Pruning remains the only cultural practice growers can use to control fire blight. In early spring, copper can be sprayed until green tips reach a quarter-inch.

fire blight research
Virginia Tech and Oregon State University researchers
are studying ways to manage fire blight. 

Humidity combined with high temperatures create conditions ideal for disease transmission. East Coast and Midwestern states sustain the most incidences. Because of Washington’s desert region growing conditions, rare wet springs pose lesser threats to the region, he said.

Accumulated rain events during wet springs, however, can wash away copper residues which can make the sprays less effective in preventing fire blight, he said. In pruning, growers may miss some infections in mature orchards that grow apples in modern high-density growing systems.

Though there is an industry push to use biocontrol agents including Blossom Protect, such agents could be effective, but remain tricky to use, Acimovic said.

They require more grower knowledge to learn how to use them. Also, they’re sometimes not compatible with fungicides used to control other apple diseases.
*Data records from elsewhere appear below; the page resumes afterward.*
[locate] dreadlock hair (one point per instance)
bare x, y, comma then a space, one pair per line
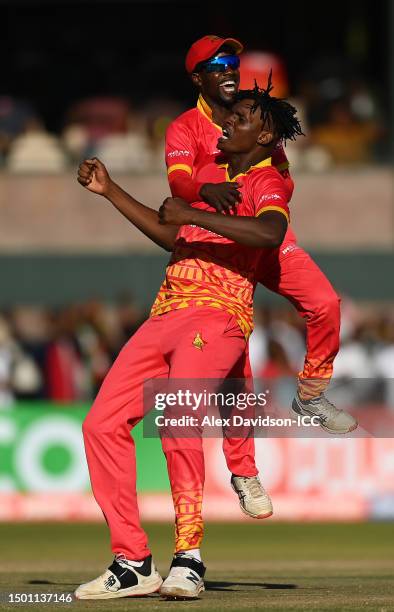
278, 110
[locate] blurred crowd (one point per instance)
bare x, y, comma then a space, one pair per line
340, 111
63, 355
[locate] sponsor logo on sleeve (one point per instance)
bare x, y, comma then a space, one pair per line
179, 153
268, 197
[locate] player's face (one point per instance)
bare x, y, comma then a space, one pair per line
218, 86
243, 130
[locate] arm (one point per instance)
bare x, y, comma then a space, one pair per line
93, 175
265, 231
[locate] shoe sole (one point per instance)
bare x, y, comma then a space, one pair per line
179, 593
250, 514
302, 412
130, 592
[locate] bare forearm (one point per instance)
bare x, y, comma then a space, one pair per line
183, 186
266, 231
142, 217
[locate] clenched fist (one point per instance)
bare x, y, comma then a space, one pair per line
175, 211
93, 175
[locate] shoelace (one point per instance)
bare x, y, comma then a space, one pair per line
324, 404
254, 487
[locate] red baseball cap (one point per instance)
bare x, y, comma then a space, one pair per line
206, 47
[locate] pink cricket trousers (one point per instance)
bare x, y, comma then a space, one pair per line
161, 348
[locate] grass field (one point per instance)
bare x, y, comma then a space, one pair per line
254, 566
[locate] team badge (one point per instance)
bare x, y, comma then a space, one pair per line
198, 342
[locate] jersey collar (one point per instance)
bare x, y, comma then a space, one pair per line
263, 164
206, 110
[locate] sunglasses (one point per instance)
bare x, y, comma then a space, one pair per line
220, 64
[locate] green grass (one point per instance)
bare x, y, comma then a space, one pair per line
251, 565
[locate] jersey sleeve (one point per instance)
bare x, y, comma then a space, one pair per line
181, 152
269, 193
180, 148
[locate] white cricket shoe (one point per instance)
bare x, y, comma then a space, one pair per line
253, 498
124, 578
331, 418
185, 580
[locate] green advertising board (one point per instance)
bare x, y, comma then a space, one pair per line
41, 450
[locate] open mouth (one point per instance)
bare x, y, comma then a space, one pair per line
229, 86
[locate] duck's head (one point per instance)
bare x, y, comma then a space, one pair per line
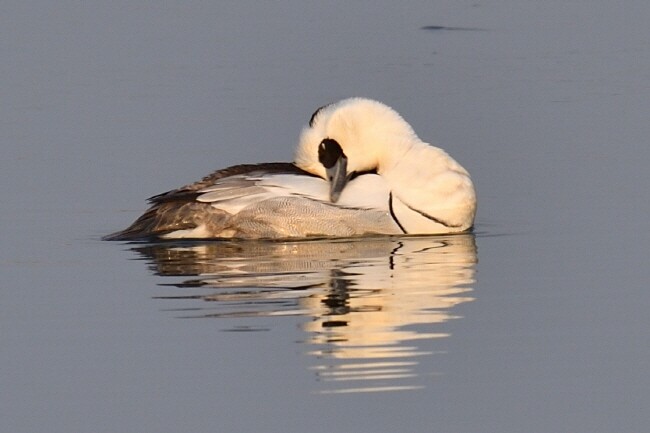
350, 137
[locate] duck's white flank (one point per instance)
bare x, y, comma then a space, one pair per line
359, 169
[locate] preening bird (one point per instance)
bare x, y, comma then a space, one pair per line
359, 169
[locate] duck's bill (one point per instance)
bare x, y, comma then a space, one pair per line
338, 177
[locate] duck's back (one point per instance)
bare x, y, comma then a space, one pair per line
276, 200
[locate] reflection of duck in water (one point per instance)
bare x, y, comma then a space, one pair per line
368, 304
359, 169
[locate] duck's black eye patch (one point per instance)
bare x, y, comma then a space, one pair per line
329, 151
313, 116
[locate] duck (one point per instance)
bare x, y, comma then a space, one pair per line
359, 169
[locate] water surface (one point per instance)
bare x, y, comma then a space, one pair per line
537, 322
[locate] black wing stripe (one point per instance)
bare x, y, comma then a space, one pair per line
392, 213
434, 219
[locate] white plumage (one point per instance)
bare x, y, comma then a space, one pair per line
359, 169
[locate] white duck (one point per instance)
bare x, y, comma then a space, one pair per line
359, 169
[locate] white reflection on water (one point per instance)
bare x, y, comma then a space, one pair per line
368, 301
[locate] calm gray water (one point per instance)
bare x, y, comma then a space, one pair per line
537, 322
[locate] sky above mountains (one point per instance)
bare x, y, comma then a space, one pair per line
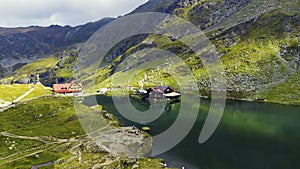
22, 13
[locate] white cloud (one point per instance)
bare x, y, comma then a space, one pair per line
14, 13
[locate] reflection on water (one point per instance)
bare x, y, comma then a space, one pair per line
250, 136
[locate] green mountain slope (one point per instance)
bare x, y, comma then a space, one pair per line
258, 42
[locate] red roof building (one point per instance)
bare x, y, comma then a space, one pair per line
72, 87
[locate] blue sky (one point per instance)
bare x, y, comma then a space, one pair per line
16, 13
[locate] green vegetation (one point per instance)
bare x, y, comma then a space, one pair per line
47, 129
11, 92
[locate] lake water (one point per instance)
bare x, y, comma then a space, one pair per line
250, 136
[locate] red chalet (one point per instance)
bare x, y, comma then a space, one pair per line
72, 87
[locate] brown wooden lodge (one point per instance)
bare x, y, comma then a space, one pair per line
72, 87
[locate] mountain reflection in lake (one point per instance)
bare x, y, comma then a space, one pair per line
250, 135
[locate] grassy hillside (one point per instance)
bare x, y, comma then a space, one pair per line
48, 129
10, 93
258, 43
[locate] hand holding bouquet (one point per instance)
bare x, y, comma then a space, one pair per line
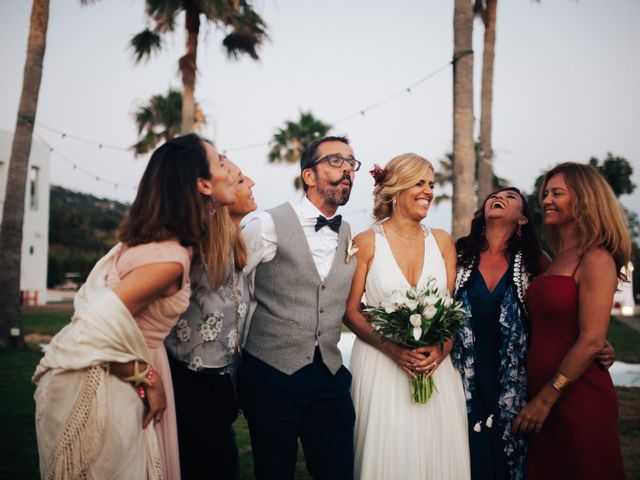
415, 318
Some biological control agents are highly susceptible to fungicides.

Acimovic’s lab is developing other techniques including mapping cankers in the orchard.

“It’s not easy because those materials are quite strong, and they can also damage the plant, Acimovic said. “Plant pathogenic bacteria are quite tricky. They are very resilient single-cell organisms that have been on this planet for much longer than humanity. So, they are very capable of surviving adverse conditions, including the measures we apply.”

Spray resistance One challenge is resistance to streptomycin, the primary spray growers use to control fire blight, which reduces the efficacy of sprays. Oxytetracycline, another treatment, has also sustained resistance.

“So this is a huge problem,” he said. “There is a concern in the grower community that it’s only a matter of time before this antibiotic is either ineffective or withdrawn from the market by the EPA because of the scrutiny the antibiotic use has in the medical side of things.”

Streptomycin is the only current antibiotic treatment that is affordable for the growers, Acimovic said.

Patience is required in the time-consuming search for solutions.

“Some of the things that we are looking at could potentially be revolutionary,” he said. “We’re combining everything that we can get our hands on and developing our own ideas to see if we can increase the efficacy of these materials.”

Advanced technology that detected SARS-Cov-2 and variants during the COVID pandemic is being deployed in Acimovic’s lab. The Droplet Digital PCR (polymerase chain reaction) detects small “fingerprint” regions of DNA molecules specific to Erwinia amylovora, saving researchers lab work.

To support the research, the USDA awarded Acimovic, the principal investigator, and his team of researchers at Virginia Tech and Oregon State University (OSU) a $75,000 USDA Specialty Crop Block Grant and a $287,000 USDA-National Institute of Food and Agriculture Crop Protection and Pest Management Grant.

Oregon’s contributions are vital because Washington is the largest U.S. apple state while the two states constitute the largest U.S. pear producing region, he said.

Acimovic is thankful for federal and state support of his research, including the Virginia Department of Agriculture and Consumer Services.

“That’s really important to allow this work to occur,” he said. “It’s critical, because it allows us to build up the level of knowledge, and then lead to a solution, and then outsource that solution to the growers.”

— Doug Ohlemeier, assistant editor

Top photo: Once fire blight symptoms appear, the disease quickly becomes a crisis in apple and pear orchards. The disease can jump from flowers to shoots and shoots can be infected independently.